I have a table (Fruits) with following column

Fruit_Name(varchar2(10)) | IsDuplicate Number(1)
            Mango                    0
           Orange                    0
           Mango                     0

What i have to do is to update IsDuplicate column to 1 where Fruit_Name in Distinct i.e

 Fruit_Name(varchar2(10)) | IsDuplicate Number(1)
            Mango                    1
           Orange                    1
           Mango                   开发者_JS百科  0

How should I do this?


This should do it as far as I can tell

update fruits 
  set is_duplicate = 
      (
        select case 
                  when dupe_count > 1 and row_num = 1 then 1
                  else 0
                end as is_dupe
        from (
           select f2.fruit_name,
                  count(*) over (partition by f2.fruit_name) as dupe_count,
                  row_number() over (partition by f2.fruit_name order by f2.fruit_name) as row_num,
                  rowid as row_id
           from fruits f2
        ) ft 
        where ft.row_id = fruits.rowid
          and ft.fruit_name = fruits.fruit_name
      )

Edit
But instead of actually updating the table, why don't you create a view that returns the information. Depending on the size of the table it might be more efficient.
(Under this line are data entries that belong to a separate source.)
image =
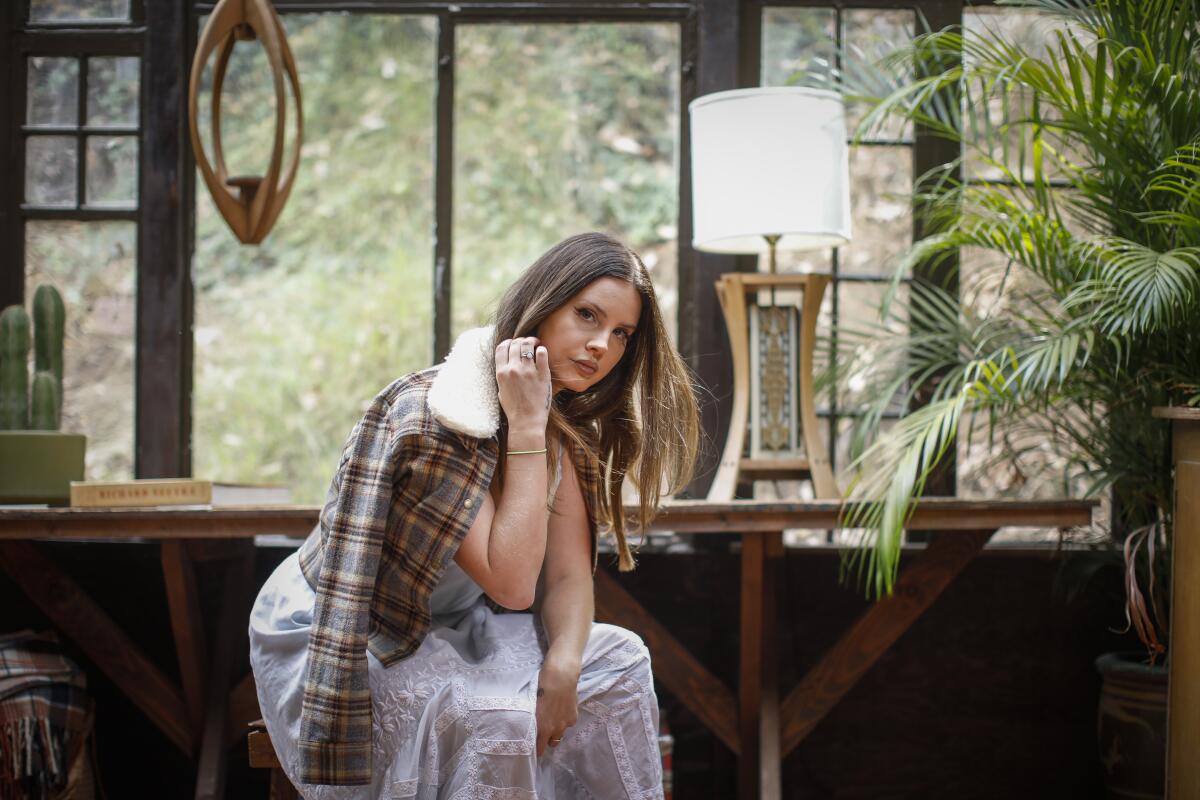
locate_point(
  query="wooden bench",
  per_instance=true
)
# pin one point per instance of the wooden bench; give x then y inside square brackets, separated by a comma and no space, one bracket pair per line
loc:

create view fruit_dupe_view
as 
select fruit_name,
       case 
          when dupe_count > 1 and row_num = 1 then 1
          else 0
        end as is_duplicate
from (
   select fruit_name,
          count(*) over (partition by fruit_name) as dupe_count,
          row_number() over (partition by fruit_name order by fruit_name) as row_num
   from fruits 
) ft 


Straight and simple -- you can't. Not with vanilla SQL. SQL is a set-based processing language, and you do things in sets. There is no way for SQL to know which one of your many Mango's should be tagged 1. You can probably tag one of them with 1 using windowing functions or ROWNUM etc. in a SELECT, but I don't think it can be done with an UPDATE.
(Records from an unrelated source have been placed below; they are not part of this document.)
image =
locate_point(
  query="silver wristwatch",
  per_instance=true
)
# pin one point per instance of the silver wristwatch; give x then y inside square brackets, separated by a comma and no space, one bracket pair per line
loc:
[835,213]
In other words, your table lacks a unique key in the first place, so it is not something that SQL is designed to process.
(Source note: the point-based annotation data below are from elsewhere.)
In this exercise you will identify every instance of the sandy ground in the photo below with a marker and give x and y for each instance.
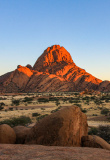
(38, 152)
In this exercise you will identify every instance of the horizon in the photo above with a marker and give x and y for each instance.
(82, 28)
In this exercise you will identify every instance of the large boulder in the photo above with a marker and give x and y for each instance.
(21, 133)
(62, 128)
(7, 134)
(94, 142)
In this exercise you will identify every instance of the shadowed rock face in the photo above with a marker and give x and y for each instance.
(53, 71)
(94, 142)
(63, 128)
(7, 134)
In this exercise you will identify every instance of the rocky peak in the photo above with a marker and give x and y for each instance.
(53, 55)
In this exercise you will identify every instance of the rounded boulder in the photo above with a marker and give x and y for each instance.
(62, 128)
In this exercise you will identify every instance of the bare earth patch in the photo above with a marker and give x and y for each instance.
(38, 152)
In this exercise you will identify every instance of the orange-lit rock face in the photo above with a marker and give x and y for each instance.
(53, 71)
(25, 70)
(52, 56)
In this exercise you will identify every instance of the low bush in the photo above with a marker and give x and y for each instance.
(41, 117)
(35, 114)
(105, 111)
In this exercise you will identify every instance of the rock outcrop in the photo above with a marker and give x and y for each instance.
(53, 71)
(94, 142)
(7, 134)
(21, 133)
(63, 128)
However, you may try adding a sequential primary key to each row. Then you can easily write an UPDATE query to set to 1 all the rows with COUNT > 1 and key = MIN(key).

In other words, you really have to look at your database design. Relational databases are not supposed to contain "duplicates". That fact that you need to mark something as a duplicate means that your tables are designed wrong in the first place. The database should not even allow duplications to enter into its data.